Iodine-125 seed ablative brachytherapy (125I-SAB) is a minimally invasive modality, which allows high-dose delivery to the target and low-dose distribution to surrounding normal tissues [13,14]. Computed tomography (CT)-guided 125I-SAB is successfully applied as re-irradiation in tumors located at different sites, such as head and neck, thorax, abdomen, retroperitoneum, and vertebra [15,16,17,18]. Indications for 125I-SAB are being rapidly expanded, especially for recurrent solid carcinomas after external beam radiotherapy (EBRT). However, the deviation of needles puncture under CT-guidance is inevitable, and it is very difficult to keep the conformity of target doses as pre-operative plan designed pattern, since it involves the experience of operator, interference of organs at risk, and organ movements.
3D-printing non-co-planar template (3D-PNCT) was invented and integrated into CT guidance for 125I-SAB in our institution. The safety, accuracy, and feasibility of 3D-PNCT application in various tumors and locations has been explored [19,20,21,22]. In this retrospective study, we analyzed the accuracy of needle position between pre-operative plan and intra-operative plan as well as the dosimetric parameters of 3D-PNCT-assisted CT-guidance 125I-SAB between pre-operative plan, intra-operative plan, and post-operative plan in gynecological cancer patients with a non-central pelvic recurrence.

Material and methods

Indications for selection and 125I-SAB preparation

Thirty-eight patients with non-central pelvic recurrent cervical carcinomas treated with 125I-SAB between January 2016 and January 2019 were enrolled into the study (Table 1). Inclusion criteria were as follows: 1. Karnofsky performance status (KPS) score ≥ 70 and expected survival ≥ 3 months; 2. Pathologically or radiologically confirmed diagnosis; 3. Diameter of the tumor ≤ 5 cm, recurrent location in lateral region of the pelvic; 4. The number of metastasis ≤ three; 5. Non-candidate for surgery or unresectable tumor, or refused to EBRT. Exclusion criteria involved: 1. Severe organ dysfunction; 2. Coagulation dysfunctions; 3. Recent use of anticoagulant and infection; 4. Mental illness; 5. Tumor-invaded vagina, rectum, or bladder. The study protocol was approved by the Ethics Committee of Peking University Third Hospital (BMU2017JC001-3). All participated patients provided a written informed consent. The selected patients were immobilized with vacuum pad in supine position or prone position, and underwent CT simulation.

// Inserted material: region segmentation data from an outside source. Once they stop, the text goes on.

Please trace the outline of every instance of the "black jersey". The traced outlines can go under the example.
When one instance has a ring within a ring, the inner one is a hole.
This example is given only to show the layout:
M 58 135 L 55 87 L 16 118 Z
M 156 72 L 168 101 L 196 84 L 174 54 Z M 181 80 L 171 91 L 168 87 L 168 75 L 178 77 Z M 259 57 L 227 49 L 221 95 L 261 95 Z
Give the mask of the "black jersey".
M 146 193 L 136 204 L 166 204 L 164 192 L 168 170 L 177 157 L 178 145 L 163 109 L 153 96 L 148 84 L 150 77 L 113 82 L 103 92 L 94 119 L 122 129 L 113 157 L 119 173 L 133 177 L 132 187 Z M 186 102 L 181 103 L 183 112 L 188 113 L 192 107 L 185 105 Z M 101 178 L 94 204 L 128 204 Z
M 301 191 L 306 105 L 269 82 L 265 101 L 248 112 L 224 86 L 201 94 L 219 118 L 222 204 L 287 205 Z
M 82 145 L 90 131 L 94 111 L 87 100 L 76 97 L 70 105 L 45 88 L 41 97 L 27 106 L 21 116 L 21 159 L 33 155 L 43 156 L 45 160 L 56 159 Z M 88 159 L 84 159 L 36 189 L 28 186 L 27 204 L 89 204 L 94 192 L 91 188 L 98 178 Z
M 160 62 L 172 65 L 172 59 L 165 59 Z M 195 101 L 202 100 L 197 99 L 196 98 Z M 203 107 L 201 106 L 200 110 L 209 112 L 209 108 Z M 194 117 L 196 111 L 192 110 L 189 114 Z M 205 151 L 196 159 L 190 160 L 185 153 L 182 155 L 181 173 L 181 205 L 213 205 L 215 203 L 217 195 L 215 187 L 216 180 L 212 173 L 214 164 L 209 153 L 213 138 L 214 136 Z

Both native and contrast CT scan was performed with 5 mm slice thickness. Co-ordinate positioning lines were marked on the skin of patient. CT images were transferred into a brachytherapy treatment planning system (B-TPS, brachytherapy treatment planning system provided by the Beijing University of Aeronautics and Astronautics, and Beijing Astro Technology Co., Ltd., China). Both target and OARs were defined and delineated. The prescribed dose and activity of 125I seeds were determined. The implantation needle path and distribution of 125I seeds were set and calculated. Doses received by 90% of gross tumor volume (GTV) (GTV D90) were supposed to be as close to the prescription doses (PD) as possible, whereas doses received by organs at risk (OARs) were kept as low as possible. The median PD was 120 Gy (range, 110-170 Gy), the activity of 125I seeds (125I seed model 6711-99; length 4.5 mm, diameter 0.8 mm, half-life 59.4 days; Beijing Atom High Tech Pharmaceutical Company Inc., China) were 0.4-0.7 mCi, with median 0.55 mCi (1 Ci = 3.7 × 1010 Bq).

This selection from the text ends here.